The Defense Advanced Research Project Agency, or DARPA, is known for conceiving and testing some pretty advanced (read: cool) stuff. One of the projects getting closer to fruition that is drawing considerable attention, both technological as well as fiscal, is their XS-1 launch vehicle.
Billed as the next generation Space Shuttle, the XS-1 will be a reusable launch vehicle that will take payloads into space. Currently three contractors are in the mix to build the new spacecraft: Boeing, Northrup Grumman, and a partnership between private companies Masten Space Systems and XCOR Aerospace. It is assumed that each of the three has received an equal share of the estimated $50 million spent to date on the project.

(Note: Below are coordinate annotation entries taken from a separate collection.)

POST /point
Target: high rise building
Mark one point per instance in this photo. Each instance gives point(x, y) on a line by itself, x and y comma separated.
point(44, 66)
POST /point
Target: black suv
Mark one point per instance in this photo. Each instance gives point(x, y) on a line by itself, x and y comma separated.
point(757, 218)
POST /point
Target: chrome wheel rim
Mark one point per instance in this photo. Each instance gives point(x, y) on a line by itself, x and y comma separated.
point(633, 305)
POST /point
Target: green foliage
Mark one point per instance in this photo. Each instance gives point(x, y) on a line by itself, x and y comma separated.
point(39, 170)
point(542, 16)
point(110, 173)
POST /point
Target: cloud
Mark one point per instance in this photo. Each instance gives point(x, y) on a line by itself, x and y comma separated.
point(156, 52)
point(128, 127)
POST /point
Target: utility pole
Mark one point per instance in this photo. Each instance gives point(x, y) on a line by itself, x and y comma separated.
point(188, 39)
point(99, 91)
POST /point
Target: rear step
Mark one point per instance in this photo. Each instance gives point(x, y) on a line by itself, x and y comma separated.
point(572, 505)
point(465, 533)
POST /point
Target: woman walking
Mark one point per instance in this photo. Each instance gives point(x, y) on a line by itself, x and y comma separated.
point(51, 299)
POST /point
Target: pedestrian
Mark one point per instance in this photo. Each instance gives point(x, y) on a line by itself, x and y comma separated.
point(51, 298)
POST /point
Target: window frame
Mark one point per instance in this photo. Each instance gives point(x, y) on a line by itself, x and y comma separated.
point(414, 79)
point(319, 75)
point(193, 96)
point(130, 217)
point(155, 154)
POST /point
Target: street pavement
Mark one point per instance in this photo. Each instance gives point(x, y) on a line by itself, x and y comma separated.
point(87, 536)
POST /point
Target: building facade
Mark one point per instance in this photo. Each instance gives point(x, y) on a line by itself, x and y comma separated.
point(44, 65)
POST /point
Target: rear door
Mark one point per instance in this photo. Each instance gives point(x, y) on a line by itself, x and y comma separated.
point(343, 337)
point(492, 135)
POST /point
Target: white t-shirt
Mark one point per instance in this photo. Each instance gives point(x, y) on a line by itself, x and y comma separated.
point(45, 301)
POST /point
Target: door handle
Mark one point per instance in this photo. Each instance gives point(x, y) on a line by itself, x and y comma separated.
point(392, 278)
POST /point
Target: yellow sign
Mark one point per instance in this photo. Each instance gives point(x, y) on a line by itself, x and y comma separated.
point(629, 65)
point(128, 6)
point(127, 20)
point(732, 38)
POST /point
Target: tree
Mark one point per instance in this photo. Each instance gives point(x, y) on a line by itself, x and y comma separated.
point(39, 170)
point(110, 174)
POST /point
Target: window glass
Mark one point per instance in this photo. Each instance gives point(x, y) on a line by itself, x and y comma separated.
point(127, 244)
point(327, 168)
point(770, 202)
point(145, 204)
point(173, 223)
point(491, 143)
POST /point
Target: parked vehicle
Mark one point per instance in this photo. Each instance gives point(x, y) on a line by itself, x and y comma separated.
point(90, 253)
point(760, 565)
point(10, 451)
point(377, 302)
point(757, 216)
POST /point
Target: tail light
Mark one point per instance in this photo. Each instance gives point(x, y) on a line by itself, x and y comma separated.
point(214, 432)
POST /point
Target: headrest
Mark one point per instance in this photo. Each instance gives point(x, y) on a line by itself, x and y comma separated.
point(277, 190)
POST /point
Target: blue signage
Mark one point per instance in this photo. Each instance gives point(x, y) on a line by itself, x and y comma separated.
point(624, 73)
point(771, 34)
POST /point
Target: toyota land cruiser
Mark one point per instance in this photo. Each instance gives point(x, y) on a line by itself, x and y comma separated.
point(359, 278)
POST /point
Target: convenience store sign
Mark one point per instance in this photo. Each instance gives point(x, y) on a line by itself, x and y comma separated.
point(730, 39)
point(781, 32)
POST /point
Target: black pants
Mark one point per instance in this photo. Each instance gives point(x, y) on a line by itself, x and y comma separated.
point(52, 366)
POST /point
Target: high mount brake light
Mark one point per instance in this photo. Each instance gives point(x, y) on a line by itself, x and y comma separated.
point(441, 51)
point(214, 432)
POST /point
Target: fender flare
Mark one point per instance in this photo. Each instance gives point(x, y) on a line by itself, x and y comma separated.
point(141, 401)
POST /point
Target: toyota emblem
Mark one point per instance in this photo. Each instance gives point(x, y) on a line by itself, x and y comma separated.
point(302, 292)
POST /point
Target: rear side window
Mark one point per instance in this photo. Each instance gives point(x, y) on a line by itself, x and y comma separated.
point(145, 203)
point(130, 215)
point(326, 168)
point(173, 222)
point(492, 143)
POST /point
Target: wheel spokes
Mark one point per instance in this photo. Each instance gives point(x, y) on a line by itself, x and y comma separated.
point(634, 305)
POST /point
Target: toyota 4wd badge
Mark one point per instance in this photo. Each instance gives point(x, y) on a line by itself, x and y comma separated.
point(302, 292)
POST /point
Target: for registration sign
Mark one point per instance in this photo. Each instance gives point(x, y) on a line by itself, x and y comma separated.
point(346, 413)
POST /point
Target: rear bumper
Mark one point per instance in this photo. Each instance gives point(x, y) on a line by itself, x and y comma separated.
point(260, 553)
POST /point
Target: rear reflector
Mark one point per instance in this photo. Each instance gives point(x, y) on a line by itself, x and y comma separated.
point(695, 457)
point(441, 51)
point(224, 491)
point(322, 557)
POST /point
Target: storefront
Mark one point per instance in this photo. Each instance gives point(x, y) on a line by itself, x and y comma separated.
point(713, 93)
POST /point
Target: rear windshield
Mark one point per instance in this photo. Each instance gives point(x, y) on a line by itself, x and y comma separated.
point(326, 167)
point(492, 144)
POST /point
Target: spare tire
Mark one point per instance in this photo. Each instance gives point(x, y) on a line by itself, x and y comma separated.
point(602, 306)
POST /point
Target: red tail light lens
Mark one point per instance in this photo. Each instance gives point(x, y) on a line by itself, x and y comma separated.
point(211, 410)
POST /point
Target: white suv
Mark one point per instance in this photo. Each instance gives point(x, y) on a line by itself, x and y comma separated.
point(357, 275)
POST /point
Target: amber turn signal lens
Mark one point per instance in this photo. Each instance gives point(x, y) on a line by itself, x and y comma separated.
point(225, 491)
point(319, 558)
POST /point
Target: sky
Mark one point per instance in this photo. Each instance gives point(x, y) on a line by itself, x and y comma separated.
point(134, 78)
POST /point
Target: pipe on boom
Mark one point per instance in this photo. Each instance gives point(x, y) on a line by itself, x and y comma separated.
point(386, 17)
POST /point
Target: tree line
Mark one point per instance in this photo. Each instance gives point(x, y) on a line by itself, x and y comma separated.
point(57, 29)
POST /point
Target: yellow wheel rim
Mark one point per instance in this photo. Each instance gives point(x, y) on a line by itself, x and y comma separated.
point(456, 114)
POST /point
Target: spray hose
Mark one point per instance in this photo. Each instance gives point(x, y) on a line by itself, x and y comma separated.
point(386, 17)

Each also has its own design take.
So will it really be the next Space Shuttle? There are many differences between NASA’s iconic launch system and DARPA’s new endeavor.

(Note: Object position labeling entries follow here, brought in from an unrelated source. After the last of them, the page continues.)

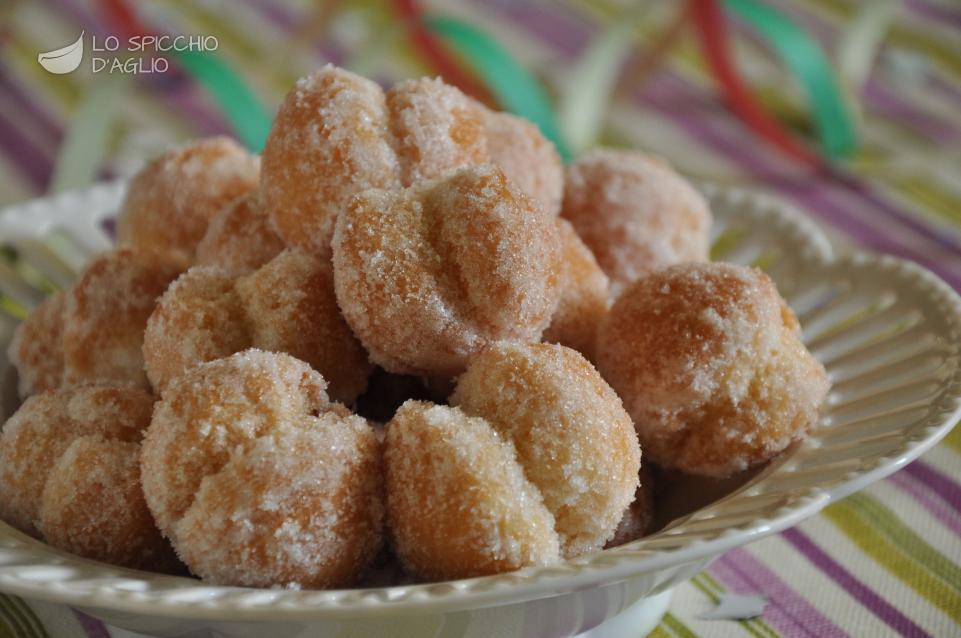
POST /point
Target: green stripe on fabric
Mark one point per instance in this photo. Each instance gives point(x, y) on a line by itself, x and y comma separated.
point(899, 533)
point(865, 535)
point(678, 628)
point(31, 616)
point(16, 618)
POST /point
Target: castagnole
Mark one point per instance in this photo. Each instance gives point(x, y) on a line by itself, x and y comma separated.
point(287, 305)
point(635, 213)
point(240, 238)
point(338, 134)
point(709, 361)
point(536, 459)
point(584, 295)
point(428, 276)
point(170, 202)
point(69, 473)
point(259, 480)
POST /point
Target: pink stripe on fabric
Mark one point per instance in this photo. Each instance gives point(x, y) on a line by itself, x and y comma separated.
point(928, 499)
point(787, 611)
point(868, 598)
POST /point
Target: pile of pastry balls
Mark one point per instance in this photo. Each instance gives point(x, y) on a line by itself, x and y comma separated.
point(199, 400)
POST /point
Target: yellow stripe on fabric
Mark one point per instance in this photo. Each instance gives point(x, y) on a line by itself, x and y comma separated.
point(866, 536)
point(904, 536)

XS-1 Won’t Actually Go Into Orbit
It takes a lot of umph to get something into orbit. The Space Shuttle was launched with three powerful main engines (750,000 pounds of thrust each), two solid rocket boosters (1.5 million pounds of thrust), and required a massive external tank with more than 146k gallons of liquid oxygen and 395k gallons of liquid hydrogen. It took all this because it was launched into a low Earth orbit.
The XS-1 will act more like a ballistic missile, flying high enough to be in space, but without enough speed to actually attain orbit. At the apex of its flight, it will launch its payload with a secondary rocket to give it the necessary velocity to get into its desired orbit. By not having to carry the full weight of the launch vehicle into orbit, significant savings are made in the amount of fuel and oxidizer that must be carried.
It Will Cost a LOT Less
In 2011 dollars, a single Space Shuttle launch cost about $450 million. The goal of the XS-1 will be about $5 million per flight. To be fair, it’s not an apples to apples comparison. The XS-1 will take small payloads up to a couple tons. The Space Shuttle carried multiple payloads with a typical launch weight of 25 tons. Still, the cost per ton of the Shuttle is about $18 million/ton vs. $2 million/ton of the XS-1. Comparing it to more modern, private launch mechanisms, the XS-1 would represent a roughly 90%+ savings.
It Will Take a LOT Less Time to Refurbish Between Flights
Time between flights of a given Space Shuttle orbiter could range upwards of a year or more. Between pulling the old payload out of the payload bay, refurbishing the orbital maneuvering system, replacing damaged tiles of the heat shield, removing, refurbishing and replacing the main engines, etc., it took a long time to get any given orbiter ready to fly again after a flight. Then it had to have its new payload put in, be mated to its external tank and solid rocket boosters in the vehicle assembly building, and finally rolled out to the launch pad on board one of the crawlers.
The design goal of XS-1 is to do ten missions in ten days.
It Will Not Have a Crew
The Space Shuttle was a manned launch vehicle. It could carry a crew of up to seven into orbit. XS-1 will be unmanned, essentially a drone. This allows it to save critical weight otherwise needed for crew life support, as well as for safety measures to allow for the crew to escape in case of an emergency.
The timeline for the XS-1 is short as far as new launch systems go. DARPA’s requirement is to have a first flight by 2020. The program represents yet another exciting entrant into the ever growing family of modern, new launch vehicles. It will be fun to see where this one goes – if we are indeed allowed to see it.